When asked what they would discuss if given a private audience with the President, two local women emphatically responded, “Water!” An opening to the river at the back of the village is used as a boat launch and a communal watering hole.

The effects of neglect on a dwindling population filter all the way down to Kwinti spiritual practice. African groups in these jungles use ceremony to transform themselves into their individual spirit animals. The most powerful of which is the Jaguar. Kwinti Jaguar-men (those born with the spirit of a jaguar) are heralded as problem solvers, healers, and mediators between the realms. However, there are no Jaguar-men currently living in Witagron.

“The elder Jaguar-men passed away, and those who are alive moved to the city,” Jdjani says.

Visions of Witagron’s future differ generationally.
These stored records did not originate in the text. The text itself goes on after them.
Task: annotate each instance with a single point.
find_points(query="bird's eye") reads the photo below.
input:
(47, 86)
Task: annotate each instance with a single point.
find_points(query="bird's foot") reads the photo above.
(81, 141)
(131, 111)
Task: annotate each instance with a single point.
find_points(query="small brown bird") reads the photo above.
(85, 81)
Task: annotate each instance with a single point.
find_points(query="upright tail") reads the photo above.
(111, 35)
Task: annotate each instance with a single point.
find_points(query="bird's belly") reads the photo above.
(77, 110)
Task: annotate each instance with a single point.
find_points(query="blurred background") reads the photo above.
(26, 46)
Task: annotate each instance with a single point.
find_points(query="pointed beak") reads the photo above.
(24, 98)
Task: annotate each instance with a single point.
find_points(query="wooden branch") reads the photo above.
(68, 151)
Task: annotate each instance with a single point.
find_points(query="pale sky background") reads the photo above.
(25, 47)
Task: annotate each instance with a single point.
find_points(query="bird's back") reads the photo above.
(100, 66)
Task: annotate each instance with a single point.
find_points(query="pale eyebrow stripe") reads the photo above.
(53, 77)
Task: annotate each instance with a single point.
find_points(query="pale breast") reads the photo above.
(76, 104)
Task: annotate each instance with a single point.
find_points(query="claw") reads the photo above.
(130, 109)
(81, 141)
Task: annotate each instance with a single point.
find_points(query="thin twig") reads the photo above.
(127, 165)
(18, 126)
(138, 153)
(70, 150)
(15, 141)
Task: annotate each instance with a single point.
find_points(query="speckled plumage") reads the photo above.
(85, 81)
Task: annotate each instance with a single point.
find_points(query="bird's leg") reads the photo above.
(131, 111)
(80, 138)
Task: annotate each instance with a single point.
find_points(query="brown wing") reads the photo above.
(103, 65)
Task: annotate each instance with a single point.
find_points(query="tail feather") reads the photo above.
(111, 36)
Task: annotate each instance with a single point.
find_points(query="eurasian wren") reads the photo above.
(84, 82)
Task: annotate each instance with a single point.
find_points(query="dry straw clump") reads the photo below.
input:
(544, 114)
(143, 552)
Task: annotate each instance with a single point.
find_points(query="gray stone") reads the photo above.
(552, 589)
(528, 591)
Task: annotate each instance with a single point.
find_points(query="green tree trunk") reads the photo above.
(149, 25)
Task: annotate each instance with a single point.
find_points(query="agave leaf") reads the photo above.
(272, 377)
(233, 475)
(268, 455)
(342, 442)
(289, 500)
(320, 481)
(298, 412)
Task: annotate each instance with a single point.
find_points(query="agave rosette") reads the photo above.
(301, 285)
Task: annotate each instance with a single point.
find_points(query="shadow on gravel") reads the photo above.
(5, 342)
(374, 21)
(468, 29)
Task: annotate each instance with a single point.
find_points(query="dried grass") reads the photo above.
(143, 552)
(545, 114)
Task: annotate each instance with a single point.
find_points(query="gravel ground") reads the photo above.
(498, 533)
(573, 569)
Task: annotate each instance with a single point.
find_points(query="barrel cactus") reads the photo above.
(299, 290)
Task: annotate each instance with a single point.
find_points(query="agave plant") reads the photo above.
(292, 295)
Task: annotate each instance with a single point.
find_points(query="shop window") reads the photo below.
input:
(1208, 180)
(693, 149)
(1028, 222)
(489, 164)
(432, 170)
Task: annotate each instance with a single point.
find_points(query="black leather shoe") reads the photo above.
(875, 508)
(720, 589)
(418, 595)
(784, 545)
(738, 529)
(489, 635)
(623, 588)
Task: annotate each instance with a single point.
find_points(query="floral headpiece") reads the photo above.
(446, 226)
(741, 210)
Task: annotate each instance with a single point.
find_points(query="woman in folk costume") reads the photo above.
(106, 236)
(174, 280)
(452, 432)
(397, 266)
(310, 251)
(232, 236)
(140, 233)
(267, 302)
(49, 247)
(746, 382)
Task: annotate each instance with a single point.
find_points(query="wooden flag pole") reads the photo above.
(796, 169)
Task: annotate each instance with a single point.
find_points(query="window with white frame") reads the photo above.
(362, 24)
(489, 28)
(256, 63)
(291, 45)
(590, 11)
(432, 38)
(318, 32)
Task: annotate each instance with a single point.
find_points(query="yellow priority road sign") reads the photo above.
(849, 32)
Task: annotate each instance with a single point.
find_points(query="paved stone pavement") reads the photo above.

Jdjani believes his village’s survival hinges on Paramaribo committing to infrastructure projects in time with initiatives making Witagron more attractive to merchants and investors. Mayo, on the other hand, cautions against giving control to outsiders in bed with big government.

“If they [merchants and corporations] are interested, they need to invest and communicate with us directly, not with ministers in government,” Mayo says. Steve O. believes the key to Witagron’s future is conscious tourism.

“The easiest way to make people aware is through tourism. Witagron’s residents can make more money introducing people to the trees than by working for corporations that cut trees down,” Steve O. says.
The dusty path leading to the center of Witagron

Although their reputation as no-nonsense warriors often precedes them, the Kwinti are an inclusive and accommodating people. Mayo feels his way of life holds invaluable lessons that can benefit the global community at-large. He uses the example of an American couple who came to live in Witagron for two years during the 1970s.

“They learned the language, how to plant, how to drive boats, and set nets for fishing. By the time they left they could do everything just as well as us.”